Mortimer Crescent, NW6
Kilburn
Mortimer Crescent is a notable street in Kilburn, full of literary connections.

Mortimer Crescent was built in 1854 and originally called Mortimer Road after Thomas Hill Mortimer, who was the solicitor for Fulk Greville Howard and then Colonel Arthur Upton, who owned the Greville Estate area. These were built as houses for wealthy and professional people.

Henley House school, nos. 6 & 7 Mortimer Road (later Crescent), Kilburn, had been unsuccessful before 1878 when John Vine Milne, father of the writer A. A. Milne, bought the goodwill. Numbers rose from c. 6 to 50 boys, aged 8 to 18, including 15 boarders. Milne’s family lived in one semi-detached house, the other being adapted for classrooms. H. G. Wells taught English, science, and drawing 1889-90 and admired Milne.

Although equipment was sparse and the school fell short of its intentions; the honour system for discipline was in advance of its time, and a new approach to mathematics proved successful for university entrance. Alfred Harmsworth was encouraged to start the school magazine in 1878, printed from 1881. Milne moved his school c. 1892 to Westgate-on-Sea in Kent.

On the Kilburn priory estate Hillsborough Court, a neo-Tudor block decorated with heraldic motifs in stone, was built for Greville Estates in Mortimer Crescent in 1933.

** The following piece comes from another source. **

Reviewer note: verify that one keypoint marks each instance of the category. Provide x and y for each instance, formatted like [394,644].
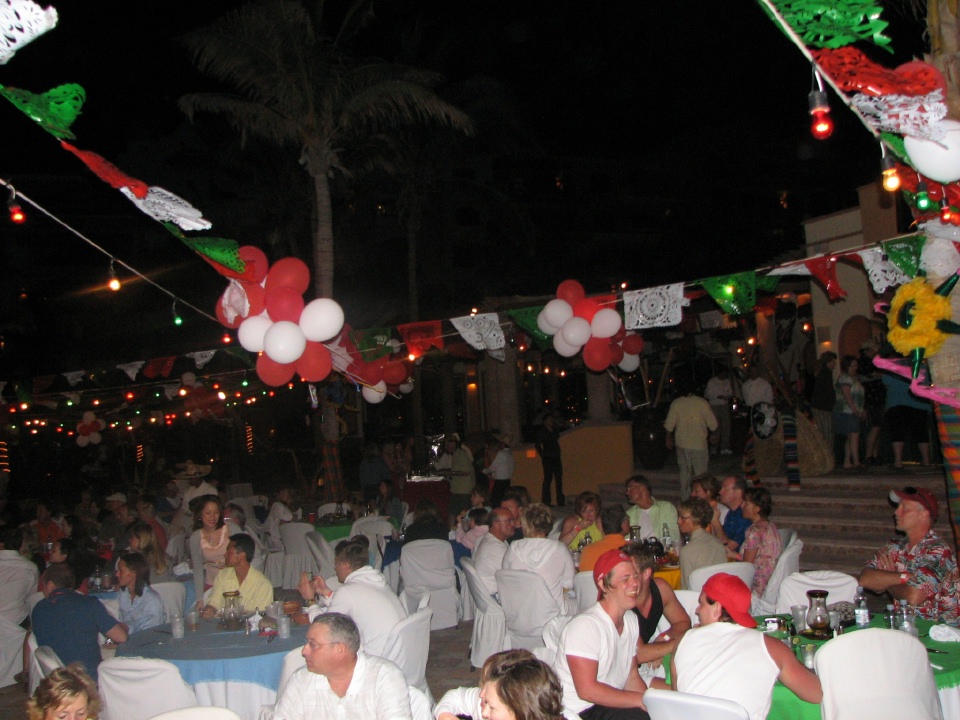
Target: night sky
[689,120]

George Orwell lived in the street from 1941-44 at Kington House, an original Victorian terrace which was destroyed by a V1 flying bomb during the Second World War in 1944, while Orwell was living there.

A.A. Milne was also born and lived on the street and was taught by H.G. Wells.

In 1948 the L.C.C. began clearing the area between Greville Road and Mortimer Place and Crescent, which it replaced with the Mortimer Crescent estate, eight smallscale, brick blocks of flats, which were opened c. 1955.